Entonces viajaron ambos al pasado. Entraron en el jardín de la chica y escalaron un árbol hasta llegar a la altura de su ventana. Desde allí observaron a la chica llorando y sentada en su cama. De repente su madre entró y le dijo que preparara sus maletas. Se mudaban aquel mismo día. Ella intentaba disuadir a su madre con la intención de poder despedirse de su vecino y amigo, pero estaba claro que no le hacía ni caso. Cuando la madre se fue, entraron el chico y el gato por la ventana. La niña se asustó y se puso a gritar. No les reconocía después de tantos años. Salieron rápidamente de su cuarto y pensaron en un plan B. De repente el gato se acordó que tenía guardada en el bolsillo su manta mágica del tiempo. Cubrió al chico con ella y de repente lo convirtió en el niño que había sido antes. Entonces sí que al entrar la niña le reconoció y acto seguido ambos se abrazaron. Mientras se abrazaban el chico se disculpó. Le dijo con lágrimas en los ojos que sentía haberse portado tan mal con ella y que la iba a echar un montón de menos. Ella sonrió y rápidamente abrió su armario y sacó una maleta llena de trastos de cocina de juguete.

-          Toma.-  Le dijo la niña. - Un obsequio. Te lo regalo para que nunca te olvides de mí y para que siempre me recuerdes. Yo tampoco me olvidaré nunca de ti porque te quiero.

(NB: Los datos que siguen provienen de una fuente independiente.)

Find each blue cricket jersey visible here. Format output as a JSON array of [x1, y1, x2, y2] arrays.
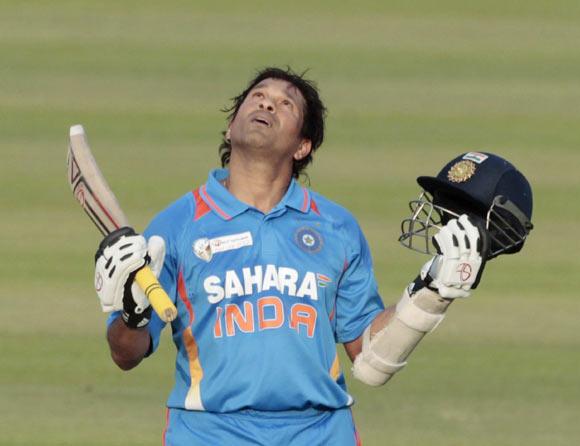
[[112, 169, 384, 412]]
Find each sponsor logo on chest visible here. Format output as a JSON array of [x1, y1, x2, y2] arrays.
[[192, 231, 254, 262], [203, 264, 332, 304]]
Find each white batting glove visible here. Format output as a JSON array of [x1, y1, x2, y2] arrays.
[[421, 214, 485, 299], [95, 228, 147, 313]]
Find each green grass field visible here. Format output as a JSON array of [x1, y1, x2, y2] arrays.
[[0, 0, 580, 446]]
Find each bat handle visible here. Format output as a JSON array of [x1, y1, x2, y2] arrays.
[[135, 266, 177, 322]]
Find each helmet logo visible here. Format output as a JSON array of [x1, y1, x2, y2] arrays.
[[457, 263, 471, 282], [447, 160, 476, 183]]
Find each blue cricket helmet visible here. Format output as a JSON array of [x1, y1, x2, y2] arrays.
[[399, 152, 533, 258]]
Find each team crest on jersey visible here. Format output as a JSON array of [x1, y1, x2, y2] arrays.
[[294, 226, 323, 253]]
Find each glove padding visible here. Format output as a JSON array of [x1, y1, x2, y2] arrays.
[[421, 214, 488, 299], [95, 227, 165, 328]]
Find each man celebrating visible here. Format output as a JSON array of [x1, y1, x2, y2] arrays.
[[96, 68, 531, 446]]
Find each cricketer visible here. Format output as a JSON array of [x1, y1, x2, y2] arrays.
[[95, 68, 532, 446]]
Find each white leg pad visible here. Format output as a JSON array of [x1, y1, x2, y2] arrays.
[[352, 288, 449, 386]]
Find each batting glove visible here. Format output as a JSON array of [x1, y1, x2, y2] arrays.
[[420, 214, 487, 299], [95, 227, 165, 328]]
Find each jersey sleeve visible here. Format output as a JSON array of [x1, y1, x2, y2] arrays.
[[143, 208, 177, 356], [336, 222, 384, 343]]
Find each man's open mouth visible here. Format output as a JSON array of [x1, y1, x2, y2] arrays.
[[252, 116, 272, 127]]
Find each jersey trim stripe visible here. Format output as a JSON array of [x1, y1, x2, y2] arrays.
[[193, 188, 211, 221], [199, 184, 232, 220], [310, 197, 320, 215], [300, 187, 308, 212], [330, 353, 340, 381], [177, 269, 195, 325], [161, 407, 169, 446], [177, 269, 204, 410]]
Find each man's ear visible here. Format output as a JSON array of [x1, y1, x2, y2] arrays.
[[293, 139, 312, 161]]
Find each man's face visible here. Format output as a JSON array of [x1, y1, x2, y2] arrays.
[[227, 79, 310, 164]]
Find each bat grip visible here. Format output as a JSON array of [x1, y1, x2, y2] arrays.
[[135, 266, 177, 322]]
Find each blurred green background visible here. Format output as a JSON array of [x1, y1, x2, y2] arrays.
[[0, 0, 580, 446]]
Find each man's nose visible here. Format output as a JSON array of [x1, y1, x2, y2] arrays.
[[258, 97, 276, 113]]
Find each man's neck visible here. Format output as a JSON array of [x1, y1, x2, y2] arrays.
[[224, 152, 292, 214]]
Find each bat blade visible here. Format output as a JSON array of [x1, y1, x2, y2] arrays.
[[67, 125, 129, 235], [67, 125, 177, 322]]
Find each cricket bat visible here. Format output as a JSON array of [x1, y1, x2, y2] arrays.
[[67, 125, 177, 322]]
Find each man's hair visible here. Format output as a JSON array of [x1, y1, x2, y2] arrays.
[[219, 67, 326, 178]]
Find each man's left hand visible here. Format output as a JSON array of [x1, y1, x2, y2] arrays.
[[421, 214, 486, 299]]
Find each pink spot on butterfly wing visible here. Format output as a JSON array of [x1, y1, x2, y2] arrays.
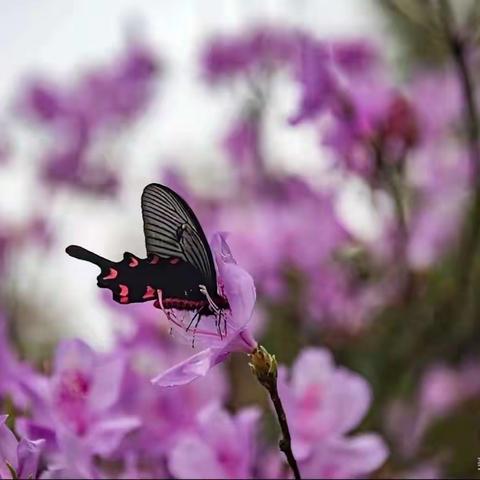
[[103, 267, 118, 280]]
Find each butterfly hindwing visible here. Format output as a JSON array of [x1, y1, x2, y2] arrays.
[[67, 245, 204, 304], [142, 183, 217, 294]]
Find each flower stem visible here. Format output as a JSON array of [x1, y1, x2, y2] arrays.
[[439, 1, 480, 285], [250, 346, 302, 480], [267, 376, 301, 480]]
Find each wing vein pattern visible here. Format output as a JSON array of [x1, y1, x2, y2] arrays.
[[142, 183, 217, 293]]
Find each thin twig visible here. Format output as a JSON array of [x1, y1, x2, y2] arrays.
[[250, 345, 302, 480]]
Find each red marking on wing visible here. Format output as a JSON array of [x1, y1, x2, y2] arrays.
[[142, 285, 156, 299], [103, 267, 118, 280], [128, 257, 139, 268], [119, 284, 128, 297]]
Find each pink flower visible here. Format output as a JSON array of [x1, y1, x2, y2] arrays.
[[20, 340, 140, 478], [168, 405, 260, 479], [152, 233, 257, 387], [278, 348, 387, 478], [0, 415, 45, 479]]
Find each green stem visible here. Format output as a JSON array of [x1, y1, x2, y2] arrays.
[[264, 382, 302, 480], [250, 345, 302, 480], [439, 1, 480, 285]]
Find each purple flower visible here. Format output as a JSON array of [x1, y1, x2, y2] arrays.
[[289, 35, 337, 125], [112, 318, 228, 477], [331, 40, 378, 75], [20, 43, 159, 195], [0, 415, 44, 479], [202, 27, 294, 82], [152, 233, 256, 386], [301, 433, 388, 479], [278, 348, 387, 478], [168, 405, 260, 479]]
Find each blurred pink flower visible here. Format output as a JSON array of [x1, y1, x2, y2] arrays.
[[20, 340, 140, 478], [113, 318, 228, 468], [168, 405, 260, 479], [152, 233, 257, 387], [278, 348, 388, 478], [0, 415, 45, 479], [0, 313, 39, 409]]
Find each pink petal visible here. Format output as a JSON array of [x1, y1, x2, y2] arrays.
[[87, 416, 141, 456], [54, 339, 95, 373], [0, 415, 18, 478], [88, 358, 125, 411], [152, 348, 221, 387], [326, 368, 372, 434], [17, 438, 45, 478], [292, 348, 335, 392], [301, 433, 388, 479]]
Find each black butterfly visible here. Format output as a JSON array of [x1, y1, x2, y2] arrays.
[[66, 183, 229, 335]]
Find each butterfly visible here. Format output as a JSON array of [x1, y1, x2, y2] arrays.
[[66, 183, 230, 336]]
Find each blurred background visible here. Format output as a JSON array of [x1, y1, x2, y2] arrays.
[[0, 0, 480, 478]]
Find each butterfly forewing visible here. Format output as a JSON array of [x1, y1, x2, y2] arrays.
[[142, 183, 217, 293]]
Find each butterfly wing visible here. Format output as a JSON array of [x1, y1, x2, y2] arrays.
[[142, 183, 217, 294]]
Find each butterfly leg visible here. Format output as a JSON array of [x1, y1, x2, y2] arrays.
[[157, 289, 175, 322], [198, 285, 220, 315], [185, 310, 200, 332]]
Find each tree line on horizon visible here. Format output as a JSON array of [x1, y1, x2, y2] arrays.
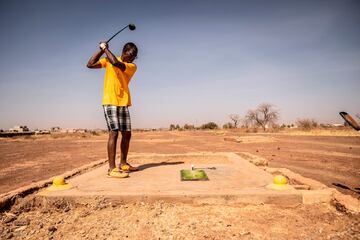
[[169, 103, 354, 131]]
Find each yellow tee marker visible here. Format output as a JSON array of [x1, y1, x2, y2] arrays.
[[46, 176, 72, 191], [266, 175, 291, 190]]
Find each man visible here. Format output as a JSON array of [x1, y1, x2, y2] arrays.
[[87, 42, 138, 178]]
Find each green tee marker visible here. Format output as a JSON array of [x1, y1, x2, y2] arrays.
[[180, 169, 209, 181]]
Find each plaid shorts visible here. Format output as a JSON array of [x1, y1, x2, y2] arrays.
[[103, 105, 131, 132]]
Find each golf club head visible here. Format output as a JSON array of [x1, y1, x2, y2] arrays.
[[339, 112, 360, 131], [129, 23, 136, 31]]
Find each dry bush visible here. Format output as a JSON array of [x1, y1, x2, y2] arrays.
[[296, 118, 318, 131]]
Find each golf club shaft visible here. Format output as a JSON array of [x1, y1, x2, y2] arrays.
[[106, 25, 129, 43]]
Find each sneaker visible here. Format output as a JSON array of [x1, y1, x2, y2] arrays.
[[108, 168, 129, 178], [120, 163, 139, 172]]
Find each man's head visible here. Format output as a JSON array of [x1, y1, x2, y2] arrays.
[[121, 42, 138, 63]]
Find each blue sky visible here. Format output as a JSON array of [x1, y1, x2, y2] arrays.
[[0, 0, 360, 129]]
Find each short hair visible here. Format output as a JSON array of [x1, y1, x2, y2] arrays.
[[123, 42, 138, 57]]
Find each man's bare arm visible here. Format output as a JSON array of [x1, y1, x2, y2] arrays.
[[86, 49, 104, 68], [104, 48, 126, 72]]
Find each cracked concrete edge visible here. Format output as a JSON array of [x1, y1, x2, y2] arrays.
[[0, 159, 108, 212]]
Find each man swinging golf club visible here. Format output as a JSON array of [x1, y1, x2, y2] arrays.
[[87, 28, 138, 178]]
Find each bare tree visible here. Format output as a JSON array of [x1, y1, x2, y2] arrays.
[[229, 114, 241, 128], [296, 118, 318, 131], [245, 103, 279, 131]]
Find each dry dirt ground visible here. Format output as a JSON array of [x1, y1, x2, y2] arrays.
[[0, 131, 360, 239]]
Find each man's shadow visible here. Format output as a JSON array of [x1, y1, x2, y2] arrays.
[[138, 161, 184, 171]]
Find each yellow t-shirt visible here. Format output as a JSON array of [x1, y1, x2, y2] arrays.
[[99, 57, 137, 106]]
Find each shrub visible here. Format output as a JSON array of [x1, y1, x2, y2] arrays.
[[296, 118, 318, 131]]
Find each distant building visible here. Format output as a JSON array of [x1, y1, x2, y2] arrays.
[[60, 128, 75, 133], [9, 126, 30, 133], [50, 127, 61, 132]]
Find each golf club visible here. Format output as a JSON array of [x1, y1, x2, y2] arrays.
[[332, 183, 360, 194], [106, 23, 136, 43], [339, 112, 360, 131]]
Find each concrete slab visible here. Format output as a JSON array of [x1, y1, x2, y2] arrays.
[[38, 153, 302, 205]]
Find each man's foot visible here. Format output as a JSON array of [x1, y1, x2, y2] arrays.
[[120, 163, 139, 173], [108, 168, 129, 178]]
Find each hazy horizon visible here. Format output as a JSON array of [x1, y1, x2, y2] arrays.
[[0, 0, 360, 130]]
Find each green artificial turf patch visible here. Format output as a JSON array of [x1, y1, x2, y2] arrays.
[[180, 169, 209, 181]]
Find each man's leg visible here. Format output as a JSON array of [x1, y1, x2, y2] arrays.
[[108, 131, 118, 170], [120, 131, 131, 165]]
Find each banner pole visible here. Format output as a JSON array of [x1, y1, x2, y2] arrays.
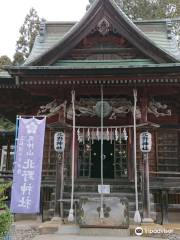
[[68, 90, 76, 222], [100, 85, 104, 219], [133, 89, 141, 223]]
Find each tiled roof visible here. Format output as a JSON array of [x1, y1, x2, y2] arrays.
[[24, 22, 76, 65], [135, 20, 180, 61], [24, 0, 180, 65]]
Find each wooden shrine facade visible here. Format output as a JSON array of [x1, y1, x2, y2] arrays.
[[0, 0, 180, 222]]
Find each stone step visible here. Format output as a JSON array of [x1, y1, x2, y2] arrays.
[[64, 184, 134, 192]]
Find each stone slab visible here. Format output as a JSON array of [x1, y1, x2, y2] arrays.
[[77, 197, 129, 229], [80, 228, 130, 237]]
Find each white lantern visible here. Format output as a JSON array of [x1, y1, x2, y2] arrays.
[[140, 132, 152, 153], [54, 132, 65, 153]]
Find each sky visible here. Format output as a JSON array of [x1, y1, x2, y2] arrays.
[[0, 0, 89, 59]]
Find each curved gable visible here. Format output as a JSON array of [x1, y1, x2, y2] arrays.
[[27, 0, 177, 66]]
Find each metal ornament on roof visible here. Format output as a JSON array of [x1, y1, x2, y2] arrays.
[[77, 127, 128, 144], [140, 132, 152, 153], [95, 101, 112, 117]]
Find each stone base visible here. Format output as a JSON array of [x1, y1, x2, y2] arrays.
[[39, 221, 59, 235], [142, 218, 154, 223], [80, 228, 130, 237], [56, 224, 80, 235]]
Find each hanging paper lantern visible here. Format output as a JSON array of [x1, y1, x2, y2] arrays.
[[77, 128, 82, 143], [82, 128, 85, 144], [106, 128, 110, 141], [91, 129, 95, 144], [110, 128, 113, 144], [123, 128, 128, 141], [87, 128, 91, 141], [119, 128, 122, 144]]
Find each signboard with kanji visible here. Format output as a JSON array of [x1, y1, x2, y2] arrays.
[[54, 132, 65, 153], [140, 132, 152, 153]]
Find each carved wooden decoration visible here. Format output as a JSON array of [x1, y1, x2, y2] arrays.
[[38, 98, 171, 119], [97, 18, 110, 36]]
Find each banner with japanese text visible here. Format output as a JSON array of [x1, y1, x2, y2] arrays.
[[11, 117, 46, 213]]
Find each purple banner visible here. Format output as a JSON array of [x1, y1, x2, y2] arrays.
[[11, 117, 46, 213]]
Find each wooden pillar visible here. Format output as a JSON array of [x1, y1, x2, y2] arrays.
[[55, 154, 62, 217], [161, 190, 169, 224], [142, 153, 153, 222], [140, 90, 148, 123]]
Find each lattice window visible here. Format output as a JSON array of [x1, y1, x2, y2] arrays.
[[157, 130, 180, 172], [78, 142, 91, 177], [114, 140, 128, 178]]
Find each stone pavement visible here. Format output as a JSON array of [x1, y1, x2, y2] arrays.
[[33, 234, 168, 240]]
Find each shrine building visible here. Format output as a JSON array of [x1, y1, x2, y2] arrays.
[[0, 0, 180, 223]]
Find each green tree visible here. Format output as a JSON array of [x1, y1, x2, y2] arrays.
[[0, 55, 12, 71], [13, 8, 40, 65], [0, 183, 12, 239]]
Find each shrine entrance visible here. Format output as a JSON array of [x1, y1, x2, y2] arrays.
[[77, 131, 128, 179], [91, 141, 114, 178]]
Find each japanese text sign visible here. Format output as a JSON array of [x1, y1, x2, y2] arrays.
[[11, 117, 45, 213]]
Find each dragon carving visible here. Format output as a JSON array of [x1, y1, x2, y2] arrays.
[[38, 98, 171, 120]]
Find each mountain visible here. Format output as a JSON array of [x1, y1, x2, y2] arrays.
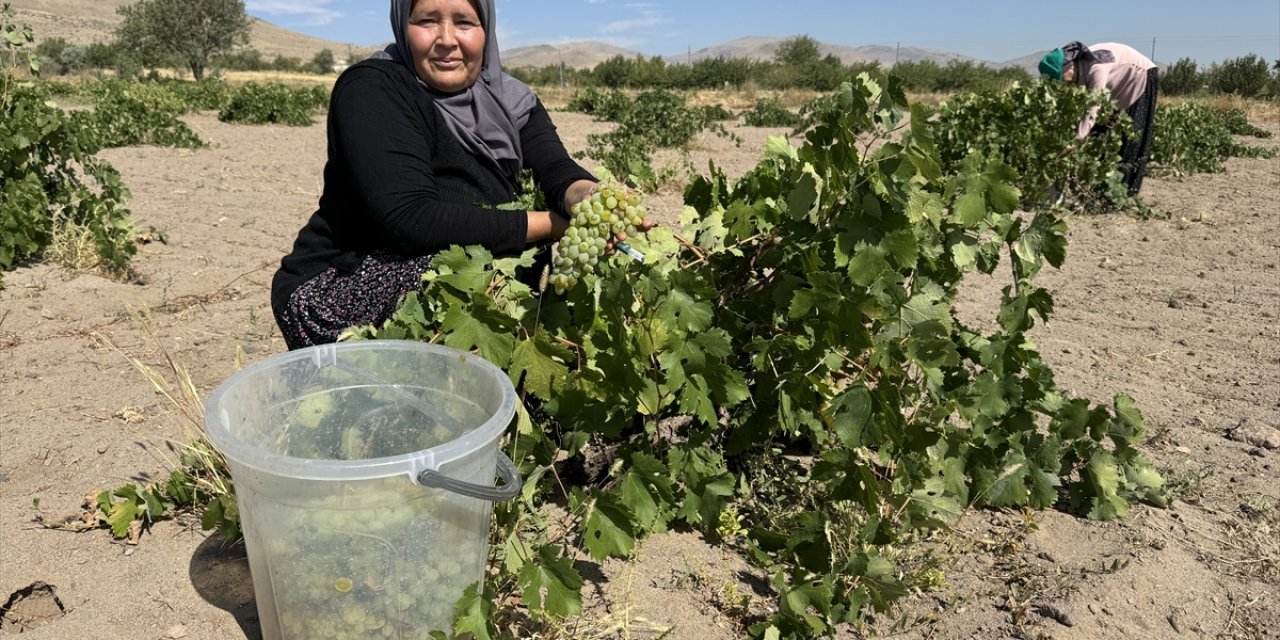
[[997, 50, 1048, 78], [6, 0, 375, 60], [8, 0, 1043, 76], [667, 36, 982, 67], [502, 42, 641, 69]]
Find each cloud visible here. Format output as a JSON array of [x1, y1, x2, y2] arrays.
[[244, 0, 343, 27], [600, 3, 672, 36]]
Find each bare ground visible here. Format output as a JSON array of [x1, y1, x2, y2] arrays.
[[0, 113, 1280, 640]]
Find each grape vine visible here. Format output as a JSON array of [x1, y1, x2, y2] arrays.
[[355, 74, 1165, 637]]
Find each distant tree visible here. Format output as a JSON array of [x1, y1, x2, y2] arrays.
[[311, 49, 337, 76], [591, 55, 631, 88], [115, 0, 250, 82], [210, 49, 268, 72], [773, 36, 822, 67], [84, 42, 120, 69], [1208, 54, 1271, 97], [689, 56, 754, 88], [1160, 58, 1204, 96], [271, 55, 302, 72], [890, 60, 942, 92], [36, 37, 87, 76]]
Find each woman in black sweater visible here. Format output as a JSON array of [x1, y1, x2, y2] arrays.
[[271, 0, 595, 349]]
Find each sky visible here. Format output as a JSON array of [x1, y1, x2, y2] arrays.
[[244, 0, 1280, 65]]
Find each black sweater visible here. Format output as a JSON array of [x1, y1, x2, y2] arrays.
[[271, 60, 594, 316]]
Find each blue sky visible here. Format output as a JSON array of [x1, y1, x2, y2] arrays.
[[244, 0, 1280, 65]]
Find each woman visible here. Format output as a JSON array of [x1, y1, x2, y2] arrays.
[[1039, 42, 1160, 196], [271, 0, 595, 349]]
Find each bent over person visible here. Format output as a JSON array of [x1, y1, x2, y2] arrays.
[[271, 0, 604, 348], [1039, 42, 1160, 196]]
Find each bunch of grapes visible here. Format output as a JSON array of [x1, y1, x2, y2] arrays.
[[549, 179, 645, 294]]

Y se despidieron con un beso mágico.

Cuando regresaron él y su gato a casa no cabían en su cuarto de lo contentos que estaban. De repente entró su madre y observó que todo seguía patas arriba y que además había un objeto añadido al desorden de aquella habitación. Una maleta llena de trastos.

-          Pero, - dijo su madre -¿Cómo es posible que en todo este tiempo no hayáis sido capaces de recoger nada sino que además hayáis añadido más trastos a todo este desorden? Hoy muchachitos os habéis quedado sin cenar los dos.